Mother Jones: While Kelly Loeffler Opposed New COVID Aid, Her Husband’s Firm Sought to Profit Off the Pandemic

  • In October, Atlanta magazine asked Sen. Kelly Loeffler (R-Ga.), while she was running for re-election, what should be done for Georgians who, due to the COVID-19 pandemic, couldn’t pay rent and who might face eviction. Loeffler didn’t answer the question.
  • Yet while Loeffler has taken no steps in recent months to address these pressing matters, the Fortune 500 company run by her husband—in which she holds between $5 million and $25 million in stock—has sought to profit off the pandemic’s impact on the housing market and the mortgage industry.
  • In recent years, ICE  has pushed to digitalize the mortgage industry. This summer, pursuing dominance in the online mortgage business, Sprecher engineered an $11 billion purchase of Ellie Mae, a leading provider of software for originating mortgages.
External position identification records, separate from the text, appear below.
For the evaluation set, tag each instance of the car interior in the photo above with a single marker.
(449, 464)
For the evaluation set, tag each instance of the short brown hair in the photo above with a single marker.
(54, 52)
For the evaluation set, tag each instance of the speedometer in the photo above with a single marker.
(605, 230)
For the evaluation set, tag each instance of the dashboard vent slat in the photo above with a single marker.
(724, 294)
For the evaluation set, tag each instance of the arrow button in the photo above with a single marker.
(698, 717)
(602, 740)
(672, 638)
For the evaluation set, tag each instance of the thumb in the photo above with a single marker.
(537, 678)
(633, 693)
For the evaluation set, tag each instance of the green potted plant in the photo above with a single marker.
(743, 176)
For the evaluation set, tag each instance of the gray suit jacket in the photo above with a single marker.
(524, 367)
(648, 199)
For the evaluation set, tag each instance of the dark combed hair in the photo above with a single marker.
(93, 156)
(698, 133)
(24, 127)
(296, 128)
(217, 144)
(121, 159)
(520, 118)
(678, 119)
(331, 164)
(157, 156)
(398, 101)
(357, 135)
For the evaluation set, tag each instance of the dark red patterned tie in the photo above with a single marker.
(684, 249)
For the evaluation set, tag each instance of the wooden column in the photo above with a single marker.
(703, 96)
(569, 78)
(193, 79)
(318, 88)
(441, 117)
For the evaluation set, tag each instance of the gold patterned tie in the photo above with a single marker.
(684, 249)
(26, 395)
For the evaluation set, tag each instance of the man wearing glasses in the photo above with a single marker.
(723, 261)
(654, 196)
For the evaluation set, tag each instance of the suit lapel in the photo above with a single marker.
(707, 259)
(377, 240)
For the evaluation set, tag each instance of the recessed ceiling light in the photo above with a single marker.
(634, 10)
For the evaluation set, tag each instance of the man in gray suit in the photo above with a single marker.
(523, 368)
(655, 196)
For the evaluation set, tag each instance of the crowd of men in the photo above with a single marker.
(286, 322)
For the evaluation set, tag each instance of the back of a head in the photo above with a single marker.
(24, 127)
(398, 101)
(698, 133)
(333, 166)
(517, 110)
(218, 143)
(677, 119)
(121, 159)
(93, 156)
  • At a conference in September, [ICE President Ben] Jackson pointed out that ICE’s corporate leaders thought the firm’s effort to digitalize the mortgage process would be a “10-year journey” but that the “unfortunate backdrop of COVID” accelerated the process and “gave us the conviction” to go ahead with the gargantuan Ellie Mae deal.
  • While her husband was taking advantage of the pandemic’s effect on the housing market to advance ICE’s grand plan to gain control of the digital mortgage service sector, Loeffler has done little to address the housing and economic crises triggered by the coronavirus.
  • In the spring, she unveiled a proposal “to restart our economy safely.”… Loeffler’s plan included no provisions regarding mortgage or rent relief or eviction moratoria.
  • The issues page of her re-election campaign website contains no reference to the pandemic, the economic hardships caused by COVID-19, or the eviction and mortgage crises.
  • In July, Loeffler noted her opposition to extending assistance to Americans hit hard by the coronavirus recession: “I am not seeing a big need to extend the federal unemployment insurance.”
  • Mortgage forbearance provisions in the CARES Act are scheduled to end in March 2021. All this and more—including the accelerating spread of COVID-19—are likely to lead to a spike in mortgage foreclosures and evictions
  • But the new “wave of foreclosures,” Motley Fool pointed out, will likely lead to a real estate buying spree. That could be good news for Sprecher and ICE, given the company’s acquisition of Ellie Mae. And ICE will continue to benefit, if the pandemic real estate market remains as strong as it has been. 
  • The Loeffler campaign did not respond to a request for comment about her investment in ICE, the Ellie Mae deal, and the company’s effort to capitalize on the pandemic.
  • [Loeffler’s] ongoing relationship to ICE perhaps illustrates a deeper issue. With her husband at the helm and with a large chuck of ICE shares within her personal portfolio, Loeffler stands to gain if the company succeeds in exploiting pandemic conditions to expand its hold on the digital mortgage business.
  • The coronavirus crisis afforded ICE and her husband a huge opportunity, and they took an $11 billion leap with the Ellie Mae deal. So far, Loeffler has been far stingier when it comes to Georgians and other Americans for whom the pandemic means nothing but loss and misfortune.